The Bright Sword

Cover of The Bright Sword

Author: Grossman, Lev

Tags: fantasy

Timeline: between and Tue Jan 14 2025 00:00:00 GMT+0000 (Coordinated Universal Time)

“Crouching in the stern, he watched the umbilical of wake that connected him to his island home disperse and fade away. The sky above Mull was wild and windblown, here dropping curtains of gray rain, there lighting up a headland with a clear shaft of sunlight that made it look like a lost paradise. The island’s bumpy silhouette got thinner and thinner till he could cover it with two fingers, and it became the small, insignificant thing he always knew it was.”

Colum comes from a tiny island in the far north of Britain and has trained for more than 10 years to be a knight. After his father finally frees him he spends weeks walking to arrive in Camelot only to discover that Arthur is dead, only a handful of the 80(?) knights remain, Queen Guinevere is in a nunnery and the Kingdom is broken. Will God choose a new King or will Britain revert to the old pagan ways. The Christian god is always in the background remote and silent right up until he grants miracles that are sometimes cruel and at other times merciful (yes angels make an appearance). With no handy sword in the stone around to choose a new king, Colum joins the Knights in a hunt for the new King. Along the way they are severely tested by many different challenges including Morgana Le Faye, Mordred, demons, dragons curses and more mundane power politics by other competing kings. Besides the questing the book tells the personal stories of our remaining knights who have struggled with their identities as christians, as men and as knights.

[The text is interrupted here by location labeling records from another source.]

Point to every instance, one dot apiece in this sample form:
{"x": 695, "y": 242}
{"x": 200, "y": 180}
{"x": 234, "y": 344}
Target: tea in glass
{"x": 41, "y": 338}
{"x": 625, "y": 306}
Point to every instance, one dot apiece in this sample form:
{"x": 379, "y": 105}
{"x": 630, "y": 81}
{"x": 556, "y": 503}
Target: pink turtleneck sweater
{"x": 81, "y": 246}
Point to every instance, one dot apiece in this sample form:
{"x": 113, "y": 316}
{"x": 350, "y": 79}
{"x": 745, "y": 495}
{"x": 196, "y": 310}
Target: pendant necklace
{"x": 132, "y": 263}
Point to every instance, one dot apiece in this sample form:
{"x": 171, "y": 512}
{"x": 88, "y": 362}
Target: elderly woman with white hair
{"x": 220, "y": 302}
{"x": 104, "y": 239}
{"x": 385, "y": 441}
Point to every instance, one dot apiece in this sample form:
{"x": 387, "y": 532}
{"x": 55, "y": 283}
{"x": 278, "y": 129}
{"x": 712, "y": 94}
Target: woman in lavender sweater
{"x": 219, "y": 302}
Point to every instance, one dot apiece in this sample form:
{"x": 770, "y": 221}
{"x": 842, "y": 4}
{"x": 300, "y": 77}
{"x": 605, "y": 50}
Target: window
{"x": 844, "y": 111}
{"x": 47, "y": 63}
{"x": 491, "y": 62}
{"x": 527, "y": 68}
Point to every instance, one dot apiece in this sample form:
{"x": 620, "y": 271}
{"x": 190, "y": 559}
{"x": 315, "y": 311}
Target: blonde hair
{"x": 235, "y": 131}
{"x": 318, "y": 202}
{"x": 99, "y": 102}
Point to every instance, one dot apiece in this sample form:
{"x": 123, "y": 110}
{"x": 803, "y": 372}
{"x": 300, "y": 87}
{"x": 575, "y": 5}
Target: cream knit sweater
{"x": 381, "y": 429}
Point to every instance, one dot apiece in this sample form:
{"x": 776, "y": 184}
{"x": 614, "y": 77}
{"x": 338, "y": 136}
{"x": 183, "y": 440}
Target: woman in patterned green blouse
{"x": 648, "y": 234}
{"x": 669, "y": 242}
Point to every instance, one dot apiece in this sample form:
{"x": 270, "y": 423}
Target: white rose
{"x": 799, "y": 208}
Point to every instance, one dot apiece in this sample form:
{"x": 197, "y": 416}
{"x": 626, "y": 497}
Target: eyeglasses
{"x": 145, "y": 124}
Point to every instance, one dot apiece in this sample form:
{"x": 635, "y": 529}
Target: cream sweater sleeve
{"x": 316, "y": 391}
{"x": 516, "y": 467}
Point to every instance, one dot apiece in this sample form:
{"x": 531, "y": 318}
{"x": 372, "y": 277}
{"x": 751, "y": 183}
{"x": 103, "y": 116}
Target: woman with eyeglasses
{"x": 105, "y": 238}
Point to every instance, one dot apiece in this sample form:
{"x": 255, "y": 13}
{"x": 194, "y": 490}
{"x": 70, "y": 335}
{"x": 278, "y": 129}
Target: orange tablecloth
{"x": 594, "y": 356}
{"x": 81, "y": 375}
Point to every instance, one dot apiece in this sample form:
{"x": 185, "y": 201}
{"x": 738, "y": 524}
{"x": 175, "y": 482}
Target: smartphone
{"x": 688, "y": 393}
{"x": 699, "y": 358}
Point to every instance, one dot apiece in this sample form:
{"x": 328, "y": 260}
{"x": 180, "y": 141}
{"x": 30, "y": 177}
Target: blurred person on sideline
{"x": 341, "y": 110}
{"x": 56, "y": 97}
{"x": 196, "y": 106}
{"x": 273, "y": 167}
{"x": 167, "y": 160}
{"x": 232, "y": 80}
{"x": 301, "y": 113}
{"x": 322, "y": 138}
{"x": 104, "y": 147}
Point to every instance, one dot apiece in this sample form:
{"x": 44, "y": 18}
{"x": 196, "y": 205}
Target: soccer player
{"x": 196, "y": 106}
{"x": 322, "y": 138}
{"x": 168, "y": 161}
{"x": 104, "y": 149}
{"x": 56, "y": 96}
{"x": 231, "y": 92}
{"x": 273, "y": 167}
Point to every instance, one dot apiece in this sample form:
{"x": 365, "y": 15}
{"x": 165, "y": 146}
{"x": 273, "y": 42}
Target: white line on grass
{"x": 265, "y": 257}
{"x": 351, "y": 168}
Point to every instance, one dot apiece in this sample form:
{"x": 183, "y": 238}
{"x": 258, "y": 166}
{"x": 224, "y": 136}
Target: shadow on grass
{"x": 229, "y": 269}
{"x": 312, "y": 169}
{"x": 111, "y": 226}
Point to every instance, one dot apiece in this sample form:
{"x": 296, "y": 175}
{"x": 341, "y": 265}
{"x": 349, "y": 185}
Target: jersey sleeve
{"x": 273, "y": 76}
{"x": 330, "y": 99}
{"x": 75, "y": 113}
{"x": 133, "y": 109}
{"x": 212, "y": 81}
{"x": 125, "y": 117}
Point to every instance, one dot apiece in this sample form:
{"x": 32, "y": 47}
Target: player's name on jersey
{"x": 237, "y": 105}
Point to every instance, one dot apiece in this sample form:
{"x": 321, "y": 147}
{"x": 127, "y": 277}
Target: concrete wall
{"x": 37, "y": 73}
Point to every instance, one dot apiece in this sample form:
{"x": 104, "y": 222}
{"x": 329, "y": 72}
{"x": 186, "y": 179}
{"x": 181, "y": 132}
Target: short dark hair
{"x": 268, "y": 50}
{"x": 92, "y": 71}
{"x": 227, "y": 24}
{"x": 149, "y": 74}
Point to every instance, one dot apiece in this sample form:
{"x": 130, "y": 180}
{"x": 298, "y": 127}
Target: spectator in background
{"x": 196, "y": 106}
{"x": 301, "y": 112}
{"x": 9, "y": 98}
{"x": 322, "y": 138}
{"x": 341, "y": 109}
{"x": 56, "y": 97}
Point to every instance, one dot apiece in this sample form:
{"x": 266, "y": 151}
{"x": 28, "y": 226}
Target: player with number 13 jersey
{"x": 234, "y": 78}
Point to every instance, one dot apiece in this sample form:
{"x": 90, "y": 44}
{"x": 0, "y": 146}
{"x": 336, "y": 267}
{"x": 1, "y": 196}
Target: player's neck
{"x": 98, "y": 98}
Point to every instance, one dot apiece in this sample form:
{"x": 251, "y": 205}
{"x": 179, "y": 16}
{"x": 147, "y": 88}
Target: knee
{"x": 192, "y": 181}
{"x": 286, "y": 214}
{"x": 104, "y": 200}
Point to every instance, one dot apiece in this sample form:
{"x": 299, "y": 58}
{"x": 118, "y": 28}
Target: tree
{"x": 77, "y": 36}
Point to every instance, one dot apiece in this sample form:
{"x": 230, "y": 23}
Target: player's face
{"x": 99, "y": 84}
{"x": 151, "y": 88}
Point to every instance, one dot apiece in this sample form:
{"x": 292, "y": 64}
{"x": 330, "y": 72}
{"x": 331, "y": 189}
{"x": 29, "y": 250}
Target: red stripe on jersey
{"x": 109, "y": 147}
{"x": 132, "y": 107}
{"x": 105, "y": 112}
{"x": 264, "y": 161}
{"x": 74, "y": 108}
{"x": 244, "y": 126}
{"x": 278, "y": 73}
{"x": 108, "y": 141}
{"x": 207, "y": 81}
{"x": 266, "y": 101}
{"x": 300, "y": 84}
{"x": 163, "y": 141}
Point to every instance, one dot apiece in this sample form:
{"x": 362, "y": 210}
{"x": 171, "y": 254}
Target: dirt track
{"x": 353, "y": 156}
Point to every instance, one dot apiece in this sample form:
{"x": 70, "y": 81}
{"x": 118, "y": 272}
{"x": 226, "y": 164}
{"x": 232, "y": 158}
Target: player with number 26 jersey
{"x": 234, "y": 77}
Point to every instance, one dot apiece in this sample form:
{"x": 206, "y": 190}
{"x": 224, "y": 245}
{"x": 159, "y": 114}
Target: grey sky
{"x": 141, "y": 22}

Mr Grossman’s prose is clever, frequently beautiful and the adventures are of the milieu you expect from the Arthurian canon: damsels in shimmering samite, enchanted swords, mysterious knights of various colors, jousting, riddles that must be solved to lift curses. For added bonus, not just one lady in the lake, and one of them is very put out when she winds up in the ocean because somebody abandoned excalibur in the nearest convenient body of water.